I had attended Bible College and earned a master’s degree from seminary; I could toss around a few Greek words and had even won short sermon at National Fine Arts. Everything looked like it was shaping up to put me in a pretty good position as pastor. But four years out of seminary, I had twenty people meeting in a basement and I was making every dollar of my income from building websites not writing sermons. I felt 5% pastor and 95% web designer.
I wish my sense of vocation had changed in some miraculous moment. It didn’t. It took a long time to change. But slowly, in ways I can’t really pinpoint — a card on pastor’s appreciation day, a late night phone call from a college student wrestling with temptation, a congregant asking me to visit and pray with them before surgery — little by little, I became a pastor.
I still make most of my money building websites. But making money is just a prerequisite for living. Like taking out the trash or keeping the grass mown. How I go about writing a check to the utility company each month doesn’t define who I am. It doesn’t describe my vocation. It doesn’t limit my calling.
Being a pastor has nothing to do with the source of your checking account.

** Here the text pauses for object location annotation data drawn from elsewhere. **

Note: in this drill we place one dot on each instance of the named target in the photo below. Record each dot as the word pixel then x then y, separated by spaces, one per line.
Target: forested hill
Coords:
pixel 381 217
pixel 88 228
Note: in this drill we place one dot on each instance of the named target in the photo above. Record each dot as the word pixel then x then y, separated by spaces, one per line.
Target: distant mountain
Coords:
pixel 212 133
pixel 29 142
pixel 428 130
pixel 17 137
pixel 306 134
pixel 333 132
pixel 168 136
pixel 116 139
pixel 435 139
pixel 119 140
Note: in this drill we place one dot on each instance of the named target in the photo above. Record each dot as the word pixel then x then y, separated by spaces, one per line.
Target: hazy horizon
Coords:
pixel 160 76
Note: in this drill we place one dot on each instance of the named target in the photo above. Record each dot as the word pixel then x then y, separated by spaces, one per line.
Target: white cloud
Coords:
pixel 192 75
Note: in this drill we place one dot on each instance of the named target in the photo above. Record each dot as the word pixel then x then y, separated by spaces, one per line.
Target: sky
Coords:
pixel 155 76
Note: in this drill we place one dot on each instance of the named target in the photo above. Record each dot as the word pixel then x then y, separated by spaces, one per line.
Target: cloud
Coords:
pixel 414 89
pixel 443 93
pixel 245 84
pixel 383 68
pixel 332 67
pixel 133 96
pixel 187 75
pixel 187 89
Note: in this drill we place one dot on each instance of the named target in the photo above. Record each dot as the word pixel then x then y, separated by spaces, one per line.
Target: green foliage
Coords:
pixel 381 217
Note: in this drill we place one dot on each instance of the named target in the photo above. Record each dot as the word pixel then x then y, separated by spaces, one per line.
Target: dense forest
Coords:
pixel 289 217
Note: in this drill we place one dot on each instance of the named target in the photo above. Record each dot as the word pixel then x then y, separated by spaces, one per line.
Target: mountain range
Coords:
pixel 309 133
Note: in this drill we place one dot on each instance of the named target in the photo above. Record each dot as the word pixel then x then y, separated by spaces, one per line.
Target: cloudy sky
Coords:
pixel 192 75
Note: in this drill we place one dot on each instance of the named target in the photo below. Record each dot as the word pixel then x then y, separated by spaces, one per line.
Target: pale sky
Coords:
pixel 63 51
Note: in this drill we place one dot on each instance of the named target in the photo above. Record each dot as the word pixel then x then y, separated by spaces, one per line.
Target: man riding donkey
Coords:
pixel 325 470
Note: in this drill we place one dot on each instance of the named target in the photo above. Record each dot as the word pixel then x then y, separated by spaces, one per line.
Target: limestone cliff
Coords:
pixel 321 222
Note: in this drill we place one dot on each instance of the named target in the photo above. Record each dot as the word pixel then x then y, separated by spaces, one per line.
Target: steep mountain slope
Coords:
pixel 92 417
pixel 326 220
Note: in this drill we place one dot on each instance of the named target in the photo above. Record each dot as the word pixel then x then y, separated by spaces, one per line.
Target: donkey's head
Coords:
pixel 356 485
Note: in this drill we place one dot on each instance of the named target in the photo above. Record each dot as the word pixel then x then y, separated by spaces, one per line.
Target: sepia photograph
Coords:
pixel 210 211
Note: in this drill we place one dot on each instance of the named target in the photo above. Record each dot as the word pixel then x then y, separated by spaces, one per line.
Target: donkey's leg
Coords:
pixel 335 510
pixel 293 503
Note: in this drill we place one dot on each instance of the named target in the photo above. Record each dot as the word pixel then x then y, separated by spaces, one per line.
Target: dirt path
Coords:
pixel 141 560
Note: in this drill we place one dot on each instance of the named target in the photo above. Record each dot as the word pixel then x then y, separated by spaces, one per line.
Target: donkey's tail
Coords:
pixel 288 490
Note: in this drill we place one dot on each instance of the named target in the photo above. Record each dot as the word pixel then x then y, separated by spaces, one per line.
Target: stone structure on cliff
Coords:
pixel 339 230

Being bi-vocational has helped me develop a deeper sense of my vocation. I am a pastor. It is who I am. It is who God has called me to be. Getting paid is just the logistics of making life work.
Wrap It Up Already
That’s probably way more than you have ever wanted to know about being bi-vocational or me. Here is the big point; God is doing something personal — particular. Don’t miss it. He is doing it right now, wherever you are.
Dreaming about what you wished ministry looked like is robbing you of what God is doing right in front of you. Don’t let a day go by that you aren’t thankful just for the opportunity to participate in it. I am in on salvation. God, at work around me.
If you can wake up tomorrow morning feeling that — grateful — you’re going to be okay. Regardless of how many vocations it takes to pay the bills.